Same thing for 3 and 6.

That takes care of $p$ = 5+, 7+, 11, 13, 19, 29, 31, 37, 41, 43, 61, 71, 73, 127, 181, 211, 281, 421, 631

(+ This only prove that 5, 7 divide $s(6^{(2^3 \cdot 3^2 \cdot 5 \cdot 7)k})$, not $5^2$, $7^2$)

For $p = 337$, we have $\frac{p - 1}{2} \mid 2^3 \cdot 3^2 \cdot 5 \cdot 7$. Possible values for $a^(\frac{p - 1}{2})$ are $\pm 1 \pmod{p}$. I guess that mean $2^{(337 - 1)/2}$, $3^{(337 - 1)/2}$, $6^{(337 - 1)/2}$ are happened to be $1 \bmod 337$.

To prove that $5^2$, $7^2$ divide $s(6^{(2^3 \cdot 3^2 \cdot 5 \cdot 7)k})$, we use the fact that if $a \equiv 1 \pmod{p}$, then $a^p \equiv 1 \pmod{p^2}$.
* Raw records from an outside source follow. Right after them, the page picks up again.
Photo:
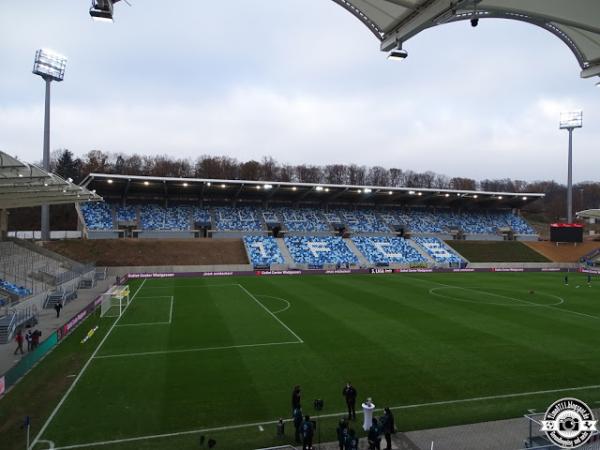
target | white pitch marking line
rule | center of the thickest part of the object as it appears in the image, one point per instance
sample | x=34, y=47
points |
x=511, y=298
x=192, y=350
x=277, y=298
x=62, y=400
x=273, y=315
x=190, y=285
x=327, y=416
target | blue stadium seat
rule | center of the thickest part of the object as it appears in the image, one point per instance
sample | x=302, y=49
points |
x=382, y=250
x=263, y=251
x=237, y=219
x=318, y=251
x=15, y=289
x=438, y=250
x=97, y=215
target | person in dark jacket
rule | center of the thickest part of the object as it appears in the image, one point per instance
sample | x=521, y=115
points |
x=308, y=431
x=388, y=427
x=351, y=441
x=57, y=308
x=296, y=398
x=297, y=417
x=349, y=393
x=342, y=433
x=374, y=436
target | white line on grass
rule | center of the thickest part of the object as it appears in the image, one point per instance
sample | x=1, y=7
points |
x=326, y=416
x=192, y=350
x=273, y=315
x=86, y=365
x=511, y=298
x=190, y=285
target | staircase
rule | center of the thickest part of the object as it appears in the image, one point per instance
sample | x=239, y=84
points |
x=422, y=252
x=287, y=257
x=362, y=261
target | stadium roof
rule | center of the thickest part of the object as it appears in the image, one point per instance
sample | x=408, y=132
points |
x=24, y=185
x=187, y=189
x=575, y=22
x=589, y=214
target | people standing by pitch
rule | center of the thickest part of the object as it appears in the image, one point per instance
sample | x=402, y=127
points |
x=19, y=341
x=297, y=417
x=388, y=427
x=308, y=431
x=296, y=398
x=349, y=393
x=57, y=308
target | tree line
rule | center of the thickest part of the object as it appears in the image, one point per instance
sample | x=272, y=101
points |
x=553, y=206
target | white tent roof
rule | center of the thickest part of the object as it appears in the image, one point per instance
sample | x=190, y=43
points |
x=24, y=185
x=589, y=214
x=575, y=22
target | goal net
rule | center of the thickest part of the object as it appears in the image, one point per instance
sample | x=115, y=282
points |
x=114, y=301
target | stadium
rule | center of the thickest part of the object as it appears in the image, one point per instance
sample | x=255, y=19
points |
x=198, y=311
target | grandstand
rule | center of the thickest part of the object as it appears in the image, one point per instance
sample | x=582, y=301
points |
x=291, y=224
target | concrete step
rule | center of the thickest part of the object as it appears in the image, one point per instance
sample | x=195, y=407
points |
x=362, y=261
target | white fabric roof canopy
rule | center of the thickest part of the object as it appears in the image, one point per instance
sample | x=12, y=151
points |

$(5 - 1) \mid 2^3 \cdot 3^2 \cdot 7$, so $a^{2^3 \cdot 3^2 \cdot 5 \cdot 7} \equiv 1 \pmod{5^2}$ for $\gcd(a, p) = 1$

$(7 - 1) \mid 2^3 \cdot 3^2 \cdot 5$, so $a^{2^3 \cdot 3^2 \cdot 5 \cdot 7} \equiv 1 \pmod{7^2}$ for $\gcd(a, p) = 1$

See successively on the Mersenne forum, posts #953, #954 and #960

#### Conjecture (139) :

There exists for each base $b$ a starting exponent $i$, such that for any integer $k$, the sequences $b^{ik}$ are increasing from index 1 during at least one iteration.
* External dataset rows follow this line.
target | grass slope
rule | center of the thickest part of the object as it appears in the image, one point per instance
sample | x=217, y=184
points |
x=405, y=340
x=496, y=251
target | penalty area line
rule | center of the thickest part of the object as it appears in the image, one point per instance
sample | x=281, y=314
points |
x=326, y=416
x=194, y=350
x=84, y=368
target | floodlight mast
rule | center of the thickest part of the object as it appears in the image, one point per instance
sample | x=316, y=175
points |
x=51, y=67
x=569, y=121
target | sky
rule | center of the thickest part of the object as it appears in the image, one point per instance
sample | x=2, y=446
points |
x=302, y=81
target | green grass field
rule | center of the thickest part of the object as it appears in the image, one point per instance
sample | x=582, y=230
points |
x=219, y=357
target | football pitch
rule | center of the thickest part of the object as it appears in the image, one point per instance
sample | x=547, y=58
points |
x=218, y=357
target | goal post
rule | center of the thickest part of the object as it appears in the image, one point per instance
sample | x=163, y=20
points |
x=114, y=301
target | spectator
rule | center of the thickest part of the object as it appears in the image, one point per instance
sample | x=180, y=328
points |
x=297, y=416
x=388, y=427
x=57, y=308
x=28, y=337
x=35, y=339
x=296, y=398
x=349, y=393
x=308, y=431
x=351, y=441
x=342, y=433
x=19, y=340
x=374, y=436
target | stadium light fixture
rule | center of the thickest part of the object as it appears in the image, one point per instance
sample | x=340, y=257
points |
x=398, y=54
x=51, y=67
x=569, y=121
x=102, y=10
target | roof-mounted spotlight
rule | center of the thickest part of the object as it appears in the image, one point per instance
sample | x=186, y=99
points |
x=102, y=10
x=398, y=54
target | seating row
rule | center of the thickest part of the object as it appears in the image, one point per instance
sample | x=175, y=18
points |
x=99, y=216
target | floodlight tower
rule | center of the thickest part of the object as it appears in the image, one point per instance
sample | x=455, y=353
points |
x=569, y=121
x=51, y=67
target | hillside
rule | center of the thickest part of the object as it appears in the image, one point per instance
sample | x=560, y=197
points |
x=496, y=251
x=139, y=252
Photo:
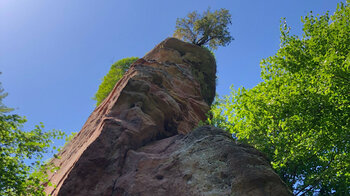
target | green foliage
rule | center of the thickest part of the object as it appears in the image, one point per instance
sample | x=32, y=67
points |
x=17, y=177
x=115, y=73
x=206, y=29
x=300, y=114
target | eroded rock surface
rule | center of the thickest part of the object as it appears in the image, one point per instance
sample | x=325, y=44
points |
x=139, y=140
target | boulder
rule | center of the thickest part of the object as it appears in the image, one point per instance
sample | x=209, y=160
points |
x=139, y=140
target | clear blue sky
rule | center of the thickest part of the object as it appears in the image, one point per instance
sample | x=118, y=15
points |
x=53, y=54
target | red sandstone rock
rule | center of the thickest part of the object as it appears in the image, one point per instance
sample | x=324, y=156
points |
x=139, y=140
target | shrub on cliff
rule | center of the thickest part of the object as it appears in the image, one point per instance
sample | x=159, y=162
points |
x=115, y=73
x=300, y=114
x=207, y=29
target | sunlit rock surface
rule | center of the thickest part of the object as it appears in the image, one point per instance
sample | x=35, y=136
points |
x=139, y=141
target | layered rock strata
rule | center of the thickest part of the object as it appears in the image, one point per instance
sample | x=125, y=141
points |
x=139, y=140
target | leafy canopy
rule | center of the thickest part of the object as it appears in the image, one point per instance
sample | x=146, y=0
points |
x=300, y=114
x=17, y=177
x=115, y=73
x=206, y=29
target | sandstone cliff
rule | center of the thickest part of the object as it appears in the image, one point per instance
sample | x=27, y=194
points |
x=139, y=141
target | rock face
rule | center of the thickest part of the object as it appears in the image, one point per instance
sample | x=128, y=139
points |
x=139, y=141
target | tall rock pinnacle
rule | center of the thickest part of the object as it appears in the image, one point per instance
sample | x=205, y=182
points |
x=139, y=141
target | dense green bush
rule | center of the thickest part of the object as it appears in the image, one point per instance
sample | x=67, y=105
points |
x=300, y=114
x=115, y=73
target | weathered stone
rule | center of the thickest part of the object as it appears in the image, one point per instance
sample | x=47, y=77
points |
x=139, y=140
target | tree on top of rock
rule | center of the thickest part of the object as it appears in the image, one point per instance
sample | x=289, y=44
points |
x=210, y=28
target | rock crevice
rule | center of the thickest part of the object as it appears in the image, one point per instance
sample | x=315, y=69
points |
x=139, y=141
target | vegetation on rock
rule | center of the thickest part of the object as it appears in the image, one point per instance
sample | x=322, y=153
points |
x=210, y=28
x=300, y=114
x=115, y=73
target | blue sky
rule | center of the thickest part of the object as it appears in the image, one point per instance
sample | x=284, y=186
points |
x=53, y=54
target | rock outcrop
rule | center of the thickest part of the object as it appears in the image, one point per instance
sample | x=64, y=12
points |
x=139, y=141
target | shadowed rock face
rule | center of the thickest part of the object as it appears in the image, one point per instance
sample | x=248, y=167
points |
x=139, y=140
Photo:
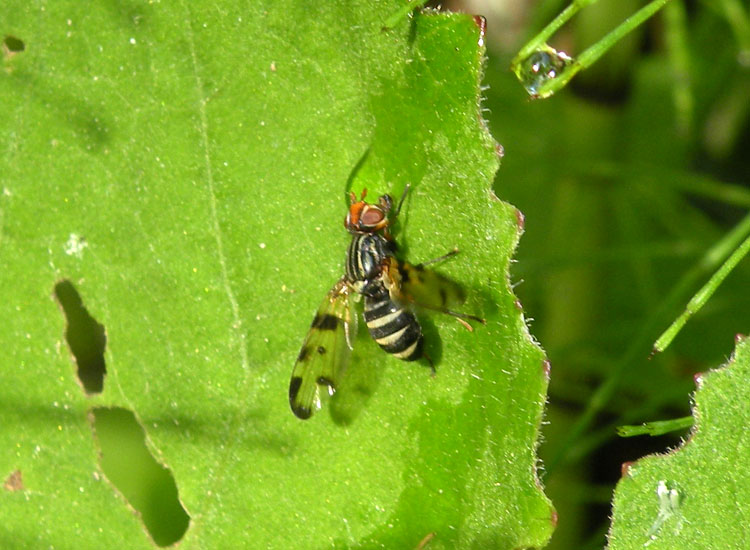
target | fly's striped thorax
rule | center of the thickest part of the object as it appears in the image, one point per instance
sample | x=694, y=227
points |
x=364, y=258
x=394, y=328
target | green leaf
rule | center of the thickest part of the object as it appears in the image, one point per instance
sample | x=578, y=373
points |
x=695, y=496
x=184, y=166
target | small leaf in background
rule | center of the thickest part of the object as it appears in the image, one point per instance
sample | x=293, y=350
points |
x=695, y=496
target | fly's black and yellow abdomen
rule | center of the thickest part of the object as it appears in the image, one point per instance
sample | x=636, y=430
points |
x=394, y=328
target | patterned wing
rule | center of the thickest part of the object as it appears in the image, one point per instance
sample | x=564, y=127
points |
x=421, y=286
x=325, y=352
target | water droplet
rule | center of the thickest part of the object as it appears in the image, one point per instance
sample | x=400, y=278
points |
x=541, y=66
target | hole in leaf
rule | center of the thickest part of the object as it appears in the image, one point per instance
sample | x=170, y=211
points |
x=85, y=336
x=148, y=486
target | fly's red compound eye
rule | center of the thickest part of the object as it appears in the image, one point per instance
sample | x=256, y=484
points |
x=372, y=216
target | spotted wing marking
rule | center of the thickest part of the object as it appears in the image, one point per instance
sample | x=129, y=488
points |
x=325, y=352
x=418, y=285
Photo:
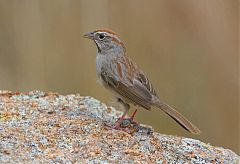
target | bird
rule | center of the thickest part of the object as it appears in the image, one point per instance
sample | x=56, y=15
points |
x=128, y=83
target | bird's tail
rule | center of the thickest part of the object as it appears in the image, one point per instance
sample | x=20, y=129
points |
x=179, y=118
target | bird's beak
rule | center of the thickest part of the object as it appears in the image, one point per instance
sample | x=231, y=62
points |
x=89, y=35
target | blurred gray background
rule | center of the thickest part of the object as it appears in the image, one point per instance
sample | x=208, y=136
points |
x=188, y=48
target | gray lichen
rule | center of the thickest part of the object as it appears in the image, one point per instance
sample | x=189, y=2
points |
x=48, y=127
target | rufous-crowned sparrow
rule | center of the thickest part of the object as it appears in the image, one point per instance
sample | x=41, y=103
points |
x=120, y=74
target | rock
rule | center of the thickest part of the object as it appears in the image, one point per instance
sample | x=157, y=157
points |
x=47, y=127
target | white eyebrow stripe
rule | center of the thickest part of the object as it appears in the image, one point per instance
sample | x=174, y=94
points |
x=110, y=35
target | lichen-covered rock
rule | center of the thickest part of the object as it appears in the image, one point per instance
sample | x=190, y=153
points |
x=48, y=127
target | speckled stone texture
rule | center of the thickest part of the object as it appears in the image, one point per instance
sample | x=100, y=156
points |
x=38, y=127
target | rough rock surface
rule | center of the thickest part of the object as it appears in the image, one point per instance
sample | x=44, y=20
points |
x=47, y=127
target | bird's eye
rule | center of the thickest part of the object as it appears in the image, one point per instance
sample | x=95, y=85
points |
x=101, y=36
### Conjectures (140) published on April 7, 2021, on the Mersenne forum, see post #1074

#### Conjecture (140) :

If a base $b = p\#$ is primorial ($p\text{ is prime, } p \gt 41$), then $s(b^{2 + 6k})$ is abundant.

This new conjecture completes and replaces Conjecture (134) and Conjecture (135).